Vers la même époque, se forme en Béotie une école dont la durée exacte est difficile à déterminer : elle semble, après une période d’indépendance, s’être confondue avec la nouvelle école athénienne. Le peintre qui la représente avec le plus d’éclat est Aristide, instruit par son père Nicomachos et par un certain Eusénidas, contemporain de Parrhasios et de Timanthe 17[17]. Il se rendit célèbre par le caractère pathétique de ses compositions : Alexandre, ayant trouvé à Thèbes, en 334, son tableau de la Mère mourante, le fit transporter à Pella 18[18]. On citait d’un de ses élèves, Euphranor, un Combat de cavalerie qui décorait à Athènes le Portique Royal 19[19]. À ce groupe appartient encore Nicias, auteur d’une Nékya inspirée d’Homère 20[20].

  1. 1 Zenob. Prov. IV, 28.
  2. 2 Paus. V, II, 6 ; cf. H. Blümner, Die Gemaelde des Panainos am Throne des Olpmp. Zeus (Jahrb. 1900, p. 136 sq.).
  3. 3 Voir sur lui notamment Aelian. Var. hist. XIV, 15 ; Ps.-Lucian. Demosth. encom. 24.
  4. 4 Vitr. VII, Praef. 10.
  5. 5 Plin. Hist. nat. XXXV, 63 : Hic primus species exprimere instituit primusque gloriam penicillo jure contulit.
  6. 6 Plin. Hist. nat. XXXV, 63 ; Lucian. Zeuxis, 3.
  7. 7 Plin. Hist. nat. XXXV, 63 ; Cic. De invent. II, I, 1.
  8. 8 Fest. s. v. Pictor, p. 209, I, 10 ; Plin. Hist. nat. XXXV, 66 ; Aristoph. Acharn. 991 et le scoliaste.

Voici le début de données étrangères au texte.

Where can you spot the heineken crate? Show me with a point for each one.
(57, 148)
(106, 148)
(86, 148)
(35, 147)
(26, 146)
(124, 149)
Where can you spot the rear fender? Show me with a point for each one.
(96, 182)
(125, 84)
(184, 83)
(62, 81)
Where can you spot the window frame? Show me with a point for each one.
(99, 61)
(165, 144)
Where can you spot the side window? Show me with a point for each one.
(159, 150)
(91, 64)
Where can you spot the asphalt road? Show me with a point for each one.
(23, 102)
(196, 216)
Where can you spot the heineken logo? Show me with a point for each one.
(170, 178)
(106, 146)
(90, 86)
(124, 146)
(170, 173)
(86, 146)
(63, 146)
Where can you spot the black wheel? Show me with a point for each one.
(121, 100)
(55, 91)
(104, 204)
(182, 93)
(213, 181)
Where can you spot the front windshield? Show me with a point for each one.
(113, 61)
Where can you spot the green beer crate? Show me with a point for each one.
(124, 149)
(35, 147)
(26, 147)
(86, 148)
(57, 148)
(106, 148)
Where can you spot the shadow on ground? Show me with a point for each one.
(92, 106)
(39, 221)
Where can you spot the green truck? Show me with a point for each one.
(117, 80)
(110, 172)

  9. 9 Plin. Hist. nat. XXXV, 64 ; cf. Quintil. XI, 3, 46. Voir à ce sujet Milliet, Études sur les premières périodes de la céram. gr., Appendice, p. 163 ; cf. C. Robert, Votivgemaelde eines Apobaten ; Id. Knöchelspielerinnen d. Alexandros.
  10. 10 Plin. Hist. nat. XXXV, 69-71.
  11. 11 Id. Ibid. 69.
  12. 12 Id, Ibid. 67-68, texte très important pour l’Histoire des progrès de la perspective.
  13. 13 Id. Ibid. XXXV, 71.
  14. 14 Id. Ibid. XXXV, 80, 123-127 ; Vitr. VII, Praef. 14 ; Paus. II, 37, 3 ; Six, Jahrb. d. inst. 1905, p. 97 et 155.
  15. 15 Plin. Hist. nat. XXXV, 123-124.
  16. 16 Ratione Pamphilus ac Melanthium praestantissimus (Quintil. XII, 10, 6).
  17. 17 Plin. Hist. nat. XXXV, 74 et 110.
  18. 18 Id. Ibid. 98.
  19. 19 Id, Ibid. 129 ; cf. Paus, I, 3, 3.
  20. 20 Plut. Non posse suav. vivi sec. Epic. II, 2.